Premier travail : arriver à distinguer les unes des autres les interclasseuses, les PRD et plus tard les reporteuses : je n’en avais jamais vu, elles se ressemblaient beaucoup et à l’égard des clients ça faisait mauvais effet de les confondre, ce qui m’est arrivé de temps à autre. Pour cela les mécaniciens m’ont beaucoup aidé, sans jamais se moquer de moi, merci à eux. Les perfos, les trieuses et les tabulatrices, c’était plus facile.

Deuxième travail : présenté par Artru dès l’automne 1956 chez Petercem, avenue Félix-Faure, comme compétent en gestion de production ( !), je me suis tapé une étude qui a duré longtemps, le temps d’apprendre à peu près de quoi il s’agissait, et qui naturellement a échoué. Geffray m’avait bien aidé, mais surtout le client, Monsieur Cachard, qui avait tout de suite compris, mais avait été d’une rare bienveillance : j’en ai retenu la différence entre lancement et ordonnancement, très utile plus tard. A cette époque, il fallait truffer les études d’organigrammes tracés au normographe, et tirés avec les études elles-mêmes à Paris au " Bureau de Dessin Commercial " (Mlle Gonin), situé dans la même grande pièce que celle où j’avais fait ce que Bull appelait un " stage commercial ". C’est Geffray qui m’a tout appris.

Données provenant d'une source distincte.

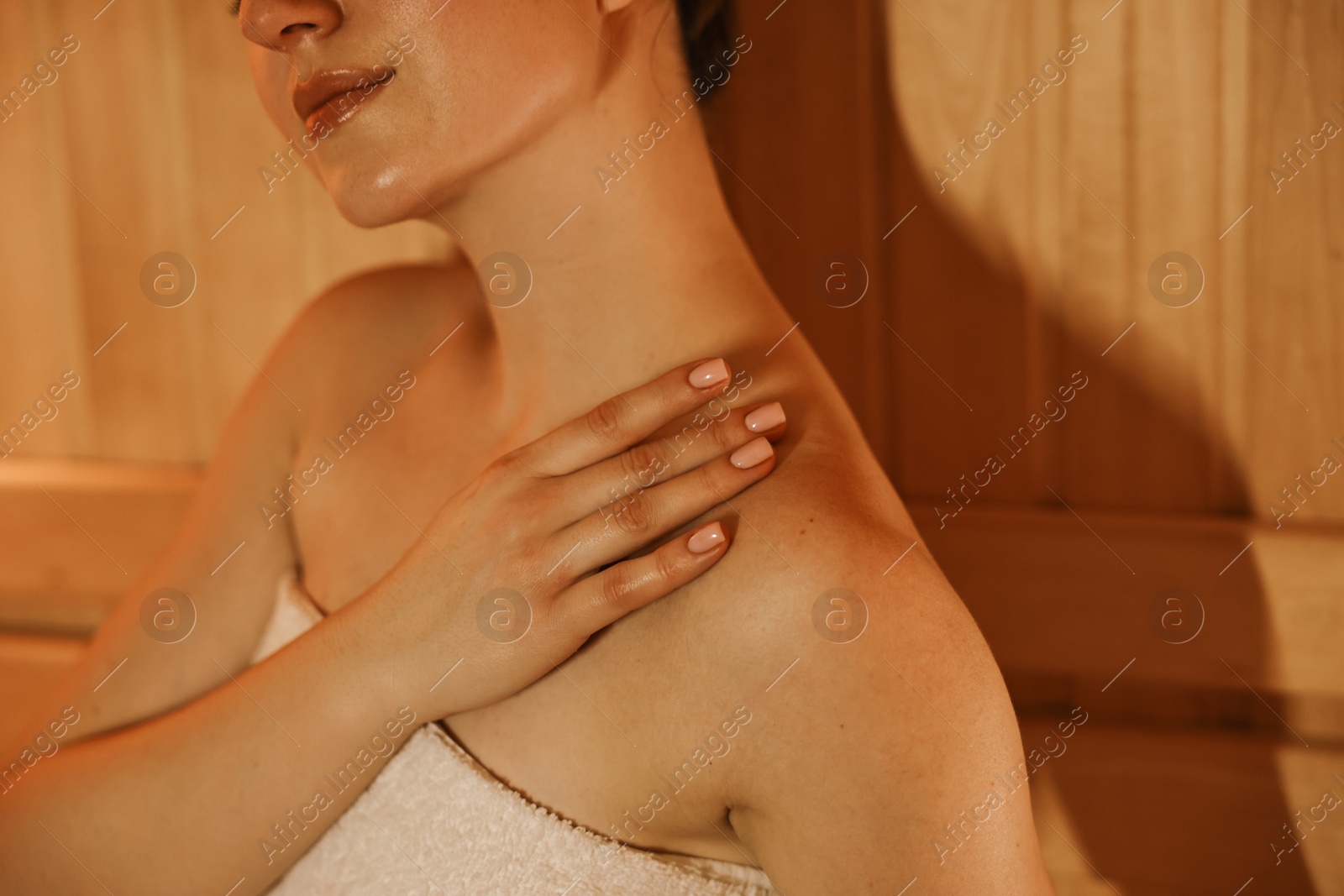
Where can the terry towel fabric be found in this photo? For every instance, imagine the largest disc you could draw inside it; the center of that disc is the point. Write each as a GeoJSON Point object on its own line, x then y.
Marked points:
{"type": "Point", "coordinates": [437, 822]}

Troisième travail : commencer à connaître les clients de Grenoble et de la Savoie. Trajets toujours avec Artru (traction avant) ou Geffray (2 CV), puis tout seul, en train puis avec la 2 CV achetée au printemps 1957 sans délai de livraison grâce à Edouard Callies.

A suivre si vous voulez bien…

José Bourboulon

 

Le 1° janvier 1957 j’étais devenu " Adjoint de Secteur Stagiaire ".

Sans doute au printemps 1957, et je crois sur un appel d’André Faller, son gérant-propriétaire, mais pas sur prospection, j’entame une étude au Soutien-Gorge LOU, à Grenoble, rue Elysée Chatin. Cette fois je suis tout seul, et il s’agit essentiellement de facturation, LOU fabriquant sur stocks ses 4 ou 5 modèles et les livrant à lettre lue, contrairement à toute la profession qui travaille sur deux collections par an de plusieurs milliers de modèles chacune, fabrique sur les commandes reçues groupées deux fois par mois, et livre 2 ou 3 mois après la commande.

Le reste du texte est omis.